Tulsa’s NBC affiliate KJRH reporter Julie Chin was reporting on the Artemis I launch around 8:45 a.m., Saturday when she began struggling to read the teleprompter and appeared confused. Chin attempted to start her reporting over several times but finally admitted she couldn’t go on.
“I’m sorry, something is going on with me this morning and I apologize to everybody,” Chin said. “Let’s just go ahead and send it on to meteorologist Annie Brown.”
Tulsa news anchor Julie Chin has the beginnings of a stroke live on the air.
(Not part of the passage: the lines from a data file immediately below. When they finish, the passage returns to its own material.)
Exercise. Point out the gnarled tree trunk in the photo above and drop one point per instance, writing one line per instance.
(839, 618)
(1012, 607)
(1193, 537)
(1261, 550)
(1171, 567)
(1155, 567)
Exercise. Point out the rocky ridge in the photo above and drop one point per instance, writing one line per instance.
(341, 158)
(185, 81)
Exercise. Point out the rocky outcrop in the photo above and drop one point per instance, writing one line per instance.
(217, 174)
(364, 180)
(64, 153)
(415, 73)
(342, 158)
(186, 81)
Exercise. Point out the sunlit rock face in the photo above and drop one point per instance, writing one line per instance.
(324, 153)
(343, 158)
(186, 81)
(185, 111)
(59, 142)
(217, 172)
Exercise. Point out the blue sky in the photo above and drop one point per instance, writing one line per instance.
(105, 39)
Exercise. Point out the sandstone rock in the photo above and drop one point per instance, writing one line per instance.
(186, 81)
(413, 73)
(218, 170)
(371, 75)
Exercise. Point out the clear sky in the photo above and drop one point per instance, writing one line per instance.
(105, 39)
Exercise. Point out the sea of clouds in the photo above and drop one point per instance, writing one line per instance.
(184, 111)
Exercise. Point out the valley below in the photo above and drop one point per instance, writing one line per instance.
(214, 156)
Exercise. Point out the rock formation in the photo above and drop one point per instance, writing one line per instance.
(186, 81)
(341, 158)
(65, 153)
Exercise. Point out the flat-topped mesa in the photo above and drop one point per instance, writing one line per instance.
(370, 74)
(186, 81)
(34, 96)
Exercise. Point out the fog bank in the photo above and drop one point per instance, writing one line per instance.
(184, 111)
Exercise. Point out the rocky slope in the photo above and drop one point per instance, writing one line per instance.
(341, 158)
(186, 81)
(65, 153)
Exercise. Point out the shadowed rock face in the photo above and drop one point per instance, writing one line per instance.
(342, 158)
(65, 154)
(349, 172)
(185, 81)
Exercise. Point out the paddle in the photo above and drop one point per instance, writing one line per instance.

She knew something was wrong, so tossed it to the meteorologist, as her concerned colleagues called 911. She’s fine now, but wanted to share her experience to educate viewers on stroke warning signs. pic.twitter.com/aWNPPbn1qf
— Mike Sington (@MikeSington) September 5, 2022
Chin did not return to air and colleagues immediately called 911. She then posted on Facebook while explaining the incident.
“My doctors believe I had the beginnings of a stroke live on the air Saturday morning,” Chin posted. “Some of you witnessed it firsthand, and I’m so sorry that happened.”
Chin said she felt “great” before the show began, but she suddenly began losing vision and her hand and arm went numb.
“Then, I knew I was in big trouble when my mouth would not speak the words that were right in front of me on the teleprompter,” Chin said. “If you were watching Saturday morning, you know how desperately I tried to steer the show forward, but the words just wouldn’t come.”
Chin said she underwent several tests and her results have come back “great.” (RELATED: ‘Now Is The Time To Pray For My Friend’: Reality TV Star Has A Stroke)
“At this point, Doctors think I had the beginnings of a stroke, but not a full stroke. There are still lots of questions.”